Approximately Counting H-Colourings is #BIS-Hard

TL;DR

This paper proves that counting H-colourings for any fixed graph H without trivial components is as hard as #BIS, indicating no efficient approximation scheme exists unless a major complexity assumption fails.

Contribution

It establishes the #BIS-hardness of approximately counting H-colourings for all non-trivial fixed graphs H, extending previous sampling hardness results to counting.

Findings

Counting H-colourings is #BIS-hard for all non-trivial H.

No known FPRAS exists for this counting problem under standard complexity assumptions.

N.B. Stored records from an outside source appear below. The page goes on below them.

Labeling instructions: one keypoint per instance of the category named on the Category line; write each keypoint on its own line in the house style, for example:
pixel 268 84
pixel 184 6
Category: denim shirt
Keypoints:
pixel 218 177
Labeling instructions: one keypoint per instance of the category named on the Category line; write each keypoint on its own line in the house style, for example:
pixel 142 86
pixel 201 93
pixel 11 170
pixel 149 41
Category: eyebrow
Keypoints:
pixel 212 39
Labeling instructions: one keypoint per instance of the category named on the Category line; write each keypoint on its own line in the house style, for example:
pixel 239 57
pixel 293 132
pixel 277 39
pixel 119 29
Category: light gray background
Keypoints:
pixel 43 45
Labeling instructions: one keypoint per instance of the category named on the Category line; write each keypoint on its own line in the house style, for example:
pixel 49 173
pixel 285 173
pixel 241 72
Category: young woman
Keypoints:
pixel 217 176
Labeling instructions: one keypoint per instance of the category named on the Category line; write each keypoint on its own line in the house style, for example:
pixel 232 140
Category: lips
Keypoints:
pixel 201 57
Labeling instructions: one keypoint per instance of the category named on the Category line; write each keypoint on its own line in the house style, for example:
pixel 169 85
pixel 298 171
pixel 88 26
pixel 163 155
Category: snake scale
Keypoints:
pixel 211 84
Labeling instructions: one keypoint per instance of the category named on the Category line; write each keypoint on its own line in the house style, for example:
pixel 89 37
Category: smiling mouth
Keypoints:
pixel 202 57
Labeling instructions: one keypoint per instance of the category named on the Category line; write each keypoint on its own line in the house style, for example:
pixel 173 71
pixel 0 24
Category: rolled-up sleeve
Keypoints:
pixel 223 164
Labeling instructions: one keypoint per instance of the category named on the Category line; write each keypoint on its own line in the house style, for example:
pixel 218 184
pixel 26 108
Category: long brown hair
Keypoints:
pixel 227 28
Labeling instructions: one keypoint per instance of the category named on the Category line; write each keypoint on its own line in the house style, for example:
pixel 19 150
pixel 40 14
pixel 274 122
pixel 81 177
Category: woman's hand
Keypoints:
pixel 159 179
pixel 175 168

The proof uses non-constructive methods based on Lovasz's work.

Abstract

We consider the problem of counting H-colourings from an input graph G to a target graph H. We show that if H is any fixed graph without trivial components, then the problem is as hard as the well-known problem #BIS, which is the problem of (approximately) counting independent sets in a bipartite graph. #BIS is a complete problem in an important complexity class for approximate counting, and is believed not to have an FPRAS. If this is so, then our result shows that for every graph H without trivial components, the H-colouring counting problem has no FPRAS. This problem was studied a decade ago by Goldberg, Kelk and Paterson. They were able to show that approximately sampling H-colourings is #BIS-hard, but it was not known how to get the result for approximate counting. Our solution builds on non-constructive ideas using the work of Lovasz.